Friday, September 23, 2016

musical taste and criticism (a personal essay) - part 1

I recently told a joke on my personal facebook page about my deep respect for music as an art form, and how my determination to understand and respect music that doesn't readily appeal to me comes from a desire to better myself be eradicating ignorance and prejudice from my thought process. The punchline was that i hate nickelback, but it made me reflect on my listening habits. As a result, i want to share my process for finding and listening to new (or at least new to me) music and the reasons why certain songs, pieces, bands, etc. stick with me while others do not.

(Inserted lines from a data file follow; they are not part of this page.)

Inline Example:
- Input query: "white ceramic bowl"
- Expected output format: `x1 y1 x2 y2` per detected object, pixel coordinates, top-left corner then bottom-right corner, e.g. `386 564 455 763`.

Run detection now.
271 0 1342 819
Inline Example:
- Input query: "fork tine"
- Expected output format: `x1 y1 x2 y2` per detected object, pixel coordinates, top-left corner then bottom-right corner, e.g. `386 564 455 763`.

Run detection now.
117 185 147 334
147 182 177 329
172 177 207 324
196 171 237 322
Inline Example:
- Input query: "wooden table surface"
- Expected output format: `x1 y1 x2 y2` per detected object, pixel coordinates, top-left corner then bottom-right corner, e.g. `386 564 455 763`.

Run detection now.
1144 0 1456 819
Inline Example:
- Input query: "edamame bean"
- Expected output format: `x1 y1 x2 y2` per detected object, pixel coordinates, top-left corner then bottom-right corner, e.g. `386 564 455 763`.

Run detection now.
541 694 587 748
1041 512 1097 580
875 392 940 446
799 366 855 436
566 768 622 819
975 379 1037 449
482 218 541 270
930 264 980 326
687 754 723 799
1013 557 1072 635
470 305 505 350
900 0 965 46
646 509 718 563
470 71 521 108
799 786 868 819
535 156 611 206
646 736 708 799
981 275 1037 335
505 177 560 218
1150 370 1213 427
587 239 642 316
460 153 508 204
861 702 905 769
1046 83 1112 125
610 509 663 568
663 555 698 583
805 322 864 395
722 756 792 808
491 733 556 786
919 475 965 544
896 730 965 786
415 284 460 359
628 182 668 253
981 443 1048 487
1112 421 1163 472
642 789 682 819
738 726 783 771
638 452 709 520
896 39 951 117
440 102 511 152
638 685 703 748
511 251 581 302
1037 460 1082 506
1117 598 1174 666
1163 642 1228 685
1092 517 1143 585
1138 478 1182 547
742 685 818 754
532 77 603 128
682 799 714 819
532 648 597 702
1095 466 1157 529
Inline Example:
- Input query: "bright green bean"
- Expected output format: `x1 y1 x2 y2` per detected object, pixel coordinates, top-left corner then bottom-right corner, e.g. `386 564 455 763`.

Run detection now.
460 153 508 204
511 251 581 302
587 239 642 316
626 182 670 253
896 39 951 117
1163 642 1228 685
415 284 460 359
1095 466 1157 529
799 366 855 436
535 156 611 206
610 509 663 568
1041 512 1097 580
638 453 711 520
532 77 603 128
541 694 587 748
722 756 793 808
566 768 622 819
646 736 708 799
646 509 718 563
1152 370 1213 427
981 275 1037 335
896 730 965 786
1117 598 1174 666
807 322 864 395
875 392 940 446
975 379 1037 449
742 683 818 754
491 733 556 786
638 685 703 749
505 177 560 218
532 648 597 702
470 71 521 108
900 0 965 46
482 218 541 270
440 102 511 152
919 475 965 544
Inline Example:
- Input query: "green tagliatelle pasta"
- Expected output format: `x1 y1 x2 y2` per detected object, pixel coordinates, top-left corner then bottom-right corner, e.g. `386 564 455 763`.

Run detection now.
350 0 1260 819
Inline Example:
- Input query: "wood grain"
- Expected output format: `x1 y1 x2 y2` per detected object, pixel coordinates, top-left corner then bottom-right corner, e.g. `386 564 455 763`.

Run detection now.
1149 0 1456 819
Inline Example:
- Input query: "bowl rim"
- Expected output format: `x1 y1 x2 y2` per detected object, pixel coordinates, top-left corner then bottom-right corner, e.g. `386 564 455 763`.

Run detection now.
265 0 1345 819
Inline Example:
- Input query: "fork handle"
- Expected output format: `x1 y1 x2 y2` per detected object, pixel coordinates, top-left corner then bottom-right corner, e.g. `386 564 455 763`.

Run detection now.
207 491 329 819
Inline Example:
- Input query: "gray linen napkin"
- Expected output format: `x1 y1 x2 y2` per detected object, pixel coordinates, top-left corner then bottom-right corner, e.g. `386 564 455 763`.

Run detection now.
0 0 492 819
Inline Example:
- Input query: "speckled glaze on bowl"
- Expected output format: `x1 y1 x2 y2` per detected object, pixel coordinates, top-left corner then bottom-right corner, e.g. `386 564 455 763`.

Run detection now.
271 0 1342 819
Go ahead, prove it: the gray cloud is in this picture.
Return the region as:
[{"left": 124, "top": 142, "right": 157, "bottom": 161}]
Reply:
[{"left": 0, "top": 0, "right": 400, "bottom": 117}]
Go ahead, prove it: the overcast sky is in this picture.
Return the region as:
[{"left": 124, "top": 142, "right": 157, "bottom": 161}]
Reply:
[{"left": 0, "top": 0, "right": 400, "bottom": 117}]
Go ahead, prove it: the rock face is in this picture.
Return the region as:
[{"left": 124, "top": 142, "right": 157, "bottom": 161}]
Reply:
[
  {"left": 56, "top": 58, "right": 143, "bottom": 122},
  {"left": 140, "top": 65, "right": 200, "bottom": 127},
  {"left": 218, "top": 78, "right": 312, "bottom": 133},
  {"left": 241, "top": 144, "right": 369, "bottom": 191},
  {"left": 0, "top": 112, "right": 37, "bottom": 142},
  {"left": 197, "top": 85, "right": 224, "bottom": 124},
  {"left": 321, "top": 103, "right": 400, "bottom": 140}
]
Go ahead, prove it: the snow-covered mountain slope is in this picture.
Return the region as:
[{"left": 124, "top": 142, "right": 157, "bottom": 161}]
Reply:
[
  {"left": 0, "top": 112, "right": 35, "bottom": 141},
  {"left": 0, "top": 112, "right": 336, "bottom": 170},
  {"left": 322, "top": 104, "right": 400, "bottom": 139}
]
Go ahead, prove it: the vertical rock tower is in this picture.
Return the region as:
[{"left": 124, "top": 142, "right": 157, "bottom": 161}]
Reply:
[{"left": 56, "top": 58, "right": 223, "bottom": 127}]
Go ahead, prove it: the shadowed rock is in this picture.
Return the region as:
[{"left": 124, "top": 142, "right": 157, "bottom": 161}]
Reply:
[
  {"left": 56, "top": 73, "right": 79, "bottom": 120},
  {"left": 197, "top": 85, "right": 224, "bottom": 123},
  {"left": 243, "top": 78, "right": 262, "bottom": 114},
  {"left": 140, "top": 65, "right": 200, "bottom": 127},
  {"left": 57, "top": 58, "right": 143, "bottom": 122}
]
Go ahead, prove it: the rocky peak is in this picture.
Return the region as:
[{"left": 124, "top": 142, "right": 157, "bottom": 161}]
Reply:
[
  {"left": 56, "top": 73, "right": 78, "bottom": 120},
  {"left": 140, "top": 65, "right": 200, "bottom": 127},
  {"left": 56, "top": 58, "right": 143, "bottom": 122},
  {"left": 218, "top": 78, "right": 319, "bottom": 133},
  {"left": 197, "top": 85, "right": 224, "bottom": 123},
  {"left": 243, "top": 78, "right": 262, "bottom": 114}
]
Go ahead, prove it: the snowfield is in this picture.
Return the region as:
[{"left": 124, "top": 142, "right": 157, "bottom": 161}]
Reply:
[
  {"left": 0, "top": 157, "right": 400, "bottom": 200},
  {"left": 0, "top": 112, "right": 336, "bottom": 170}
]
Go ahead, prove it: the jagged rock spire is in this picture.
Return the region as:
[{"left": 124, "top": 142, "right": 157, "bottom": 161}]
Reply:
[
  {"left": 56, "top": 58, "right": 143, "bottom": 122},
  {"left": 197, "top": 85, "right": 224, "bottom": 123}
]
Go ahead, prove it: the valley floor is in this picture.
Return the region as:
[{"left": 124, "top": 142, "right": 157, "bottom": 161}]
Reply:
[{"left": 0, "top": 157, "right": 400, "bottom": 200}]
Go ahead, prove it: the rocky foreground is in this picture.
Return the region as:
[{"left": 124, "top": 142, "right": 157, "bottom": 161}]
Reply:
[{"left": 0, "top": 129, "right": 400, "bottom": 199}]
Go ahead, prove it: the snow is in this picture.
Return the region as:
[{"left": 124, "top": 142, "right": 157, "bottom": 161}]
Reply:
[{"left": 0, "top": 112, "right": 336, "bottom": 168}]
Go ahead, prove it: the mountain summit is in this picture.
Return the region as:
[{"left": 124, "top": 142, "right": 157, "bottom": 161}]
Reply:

I consider myself a connoisseur of listening. I am an academically trained musician and poly-instrumentalist. Decades of my life have been spent translating musical sounds, feelings, and thoughts back and forth from one to another. I hear music in my mind all day and night. Listening to music is not a static, passive experience for me. My body physically mimics the actions that produce what i am hearing, my mind connects disparate ideas to on another and develops fragments in interesting ways, transposes and translates sound from one instrument to another.

All this means that i naturally gravitate toward music that physically connects to my life at the moment. When i write, i write music that feels right, that follows a logical sequence, that alludes to the references i have accumulated. Thus, i am motivated to listen for new ideas, new connections, things i haven't thought of yet.

But, how do i do that? Well, for starters i may be one of the few people left on earth who actually reads the liner notes (the boring parts where a band thanks their families, and friends, and recording engineers, and tells you who actually wrote the song, and mentions other bands. I've spent hours following youtube rabbit holes of associated videos. Back when record stores existed i would buy at least one new album (sound unheard) and listen to it a dozen times before adding it to my collection or trading it in for something else.

What i've found is that no matter what genre, there is at least one artist with whom i connect, at least one piece or song i like by any artist. That one moment is the point at which our experiences cross and the place from where appreciation and understanding begin.

I also spend a great deal of time re-listening to albums in my collection, sometimes for pleasure sometimes to find new or forgotten ideas associated with that music.

I plan to write more on this subject, but this is a good introduction to my approach to music.